Place the plate in the fridge to chill until you’re ready to cook. No longer than an hour in advance. When I cooked this, it was about 20/30 minutes early while I waited for Sean to come home and worked on desert. While that chills, Step 3 is really all about the other stuff (took everything in my not to say “all about that bass”…but I stayed strong!) like…oh I don’t know…pouring yourself a hella good glass of red wine? YEAH!
Quick pause from the recipe to talk about this red blend. Ghost Pines‘ red blend came recommended by a staff member of our neighborhood liquor store, Kwenchers, which has quickly become our favorite place to get wine/beer/scotch (Sean’s a scotchy-scotch guy). I asked for “a nice red blend” and mentioned I usually love Apothic but wanted to try something different for our anniversary dinner. Kwenchers certainly knows good wine, because this recommendation was perfect.
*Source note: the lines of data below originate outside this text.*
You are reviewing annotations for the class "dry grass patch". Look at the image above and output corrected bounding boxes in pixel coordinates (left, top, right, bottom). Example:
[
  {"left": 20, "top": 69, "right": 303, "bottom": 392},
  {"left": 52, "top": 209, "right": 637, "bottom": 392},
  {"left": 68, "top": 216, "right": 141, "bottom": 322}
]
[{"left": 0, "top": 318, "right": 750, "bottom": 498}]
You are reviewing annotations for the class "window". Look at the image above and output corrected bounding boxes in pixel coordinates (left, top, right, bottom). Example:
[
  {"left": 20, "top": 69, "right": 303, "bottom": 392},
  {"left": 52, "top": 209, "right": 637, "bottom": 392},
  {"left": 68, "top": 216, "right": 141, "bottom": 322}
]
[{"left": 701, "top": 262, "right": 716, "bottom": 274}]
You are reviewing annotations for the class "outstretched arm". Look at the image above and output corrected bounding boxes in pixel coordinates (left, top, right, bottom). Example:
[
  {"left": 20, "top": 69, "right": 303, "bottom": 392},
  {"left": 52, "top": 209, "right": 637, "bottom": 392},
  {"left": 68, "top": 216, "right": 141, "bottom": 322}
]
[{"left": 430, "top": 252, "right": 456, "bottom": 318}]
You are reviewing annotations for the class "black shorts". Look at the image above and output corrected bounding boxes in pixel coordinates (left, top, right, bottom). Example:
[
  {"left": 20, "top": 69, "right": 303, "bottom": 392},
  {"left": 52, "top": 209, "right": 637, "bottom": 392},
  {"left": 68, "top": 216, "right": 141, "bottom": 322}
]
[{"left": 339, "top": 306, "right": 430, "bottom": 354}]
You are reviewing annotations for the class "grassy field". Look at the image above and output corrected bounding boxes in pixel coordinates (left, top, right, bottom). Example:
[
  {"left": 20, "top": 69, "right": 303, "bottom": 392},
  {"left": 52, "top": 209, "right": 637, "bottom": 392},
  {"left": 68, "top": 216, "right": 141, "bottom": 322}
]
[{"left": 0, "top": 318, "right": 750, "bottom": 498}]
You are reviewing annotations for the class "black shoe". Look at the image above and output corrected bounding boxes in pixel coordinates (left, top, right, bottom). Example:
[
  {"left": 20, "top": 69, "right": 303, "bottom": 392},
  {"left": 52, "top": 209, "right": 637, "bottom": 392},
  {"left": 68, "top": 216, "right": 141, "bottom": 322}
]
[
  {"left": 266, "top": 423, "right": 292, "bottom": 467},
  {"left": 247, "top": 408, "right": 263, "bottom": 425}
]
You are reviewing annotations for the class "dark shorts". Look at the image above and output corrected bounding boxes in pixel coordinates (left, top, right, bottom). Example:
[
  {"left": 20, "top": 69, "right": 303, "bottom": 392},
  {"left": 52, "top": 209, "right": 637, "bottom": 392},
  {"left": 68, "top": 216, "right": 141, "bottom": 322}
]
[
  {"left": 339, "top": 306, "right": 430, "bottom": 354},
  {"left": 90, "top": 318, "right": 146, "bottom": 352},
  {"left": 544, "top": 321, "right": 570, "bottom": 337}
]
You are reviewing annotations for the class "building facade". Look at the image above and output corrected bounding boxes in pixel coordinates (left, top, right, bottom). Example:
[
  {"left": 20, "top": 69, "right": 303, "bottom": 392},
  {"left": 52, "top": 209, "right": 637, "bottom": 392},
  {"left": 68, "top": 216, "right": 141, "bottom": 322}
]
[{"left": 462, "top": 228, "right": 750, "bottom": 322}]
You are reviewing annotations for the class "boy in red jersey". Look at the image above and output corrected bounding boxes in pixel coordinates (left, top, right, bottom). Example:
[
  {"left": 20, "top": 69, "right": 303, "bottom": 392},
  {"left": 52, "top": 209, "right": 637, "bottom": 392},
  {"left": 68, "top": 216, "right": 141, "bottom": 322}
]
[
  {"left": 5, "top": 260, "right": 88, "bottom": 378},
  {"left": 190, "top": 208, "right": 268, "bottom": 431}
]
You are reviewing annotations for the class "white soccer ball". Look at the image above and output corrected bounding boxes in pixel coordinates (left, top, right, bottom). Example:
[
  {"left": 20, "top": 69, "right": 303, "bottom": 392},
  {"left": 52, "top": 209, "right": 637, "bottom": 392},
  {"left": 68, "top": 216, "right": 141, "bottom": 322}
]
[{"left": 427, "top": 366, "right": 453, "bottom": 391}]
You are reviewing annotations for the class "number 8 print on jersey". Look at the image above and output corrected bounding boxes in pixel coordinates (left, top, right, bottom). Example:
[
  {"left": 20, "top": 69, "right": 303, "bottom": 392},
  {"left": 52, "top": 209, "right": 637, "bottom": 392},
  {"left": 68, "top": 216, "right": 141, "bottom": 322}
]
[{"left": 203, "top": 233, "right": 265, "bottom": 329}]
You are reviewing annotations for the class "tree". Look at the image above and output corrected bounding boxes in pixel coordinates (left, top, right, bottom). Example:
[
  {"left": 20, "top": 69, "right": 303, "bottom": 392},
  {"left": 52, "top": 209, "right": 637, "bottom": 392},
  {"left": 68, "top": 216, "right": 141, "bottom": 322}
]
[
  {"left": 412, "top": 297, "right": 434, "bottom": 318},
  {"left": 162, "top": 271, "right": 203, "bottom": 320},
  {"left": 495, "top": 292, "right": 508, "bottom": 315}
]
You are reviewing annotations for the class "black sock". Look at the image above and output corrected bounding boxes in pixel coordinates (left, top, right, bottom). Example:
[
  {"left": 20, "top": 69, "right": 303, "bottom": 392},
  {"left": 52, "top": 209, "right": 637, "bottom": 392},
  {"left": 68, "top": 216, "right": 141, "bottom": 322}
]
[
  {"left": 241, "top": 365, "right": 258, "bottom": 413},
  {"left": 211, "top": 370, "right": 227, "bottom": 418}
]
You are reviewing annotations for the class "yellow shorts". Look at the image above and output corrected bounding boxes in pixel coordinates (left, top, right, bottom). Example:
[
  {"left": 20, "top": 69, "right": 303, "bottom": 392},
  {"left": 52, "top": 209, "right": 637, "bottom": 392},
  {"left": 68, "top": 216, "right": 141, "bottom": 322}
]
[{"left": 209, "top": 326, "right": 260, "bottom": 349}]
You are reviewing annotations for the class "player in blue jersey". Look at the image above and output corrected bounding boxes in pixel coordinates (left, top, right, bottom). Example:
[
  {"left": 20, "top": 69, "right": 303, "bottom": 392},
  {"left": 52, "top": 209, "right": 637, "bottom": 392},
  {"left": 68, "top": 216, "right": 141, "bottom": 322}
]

As I started to prepare dessert in advance, I took a sip…and it was like a Zack Morris style “time out” where the world stopped for a moment and let me savor its beautiful balance. Anyone else like a good red blend like me? It’s a medium bodied red, similar to Apothic, but slightly less sweet with a dryer finish. It’s absolutely perfect for this kind of dish. Just had to share!
Sides! Most any sides will do. I just threw together some small whole carrots and white rice. For the carrots, I sautéed them in a bit of a random mixure (but a personal favorite) of chicken broth and pumpkin pie spice. SUPER random sounding, right? But try it. Juuuuuuuuust try it 🙂 Be sure to let it simmer and roll around in the broth while covered. It’s our favorite easy way to cook carrots while also giving it a hint of spice. Nothing too fancy with the white rice. I always add a little butter, salt, and pepper to taste, then finish it with a little chopped parsley mixed in.
Cook the salmon in the pan for just a few minutes each side, depending on how thick your slices are. Our’s were thawed from frozen and on the thinner side, so about 3 to 4 minutes on one side, flip carefully, and 2 to 3 minutes on the other did the trick. After you flip the salmon, add the remaining glaze that you set aside originally and let it all come together just before it’s perfectly cooked; soaking in the fresh flavors at the last 2-3 minutes.
Sprinkle some chopped green onions over the dish (or a lot…like we did!) and ENJOY! I can’t wait to make this again. It’s a perfectly divine, perfectly easy recipe to make any night of the week. It was a classy compliment to our special night.
After dinner we decided to join the chilly Oklahoma evening outside for a fire in our fire pit. Jackets on, drinks refreshed, and a perfect night by the fire to laugh hysterically and catch up on life with my best friend, love of my life – my dear hubby. Love you so much, Sean.
Enjoy this dish for a special night, or for any ol’ day. We adore it. Hope you do too!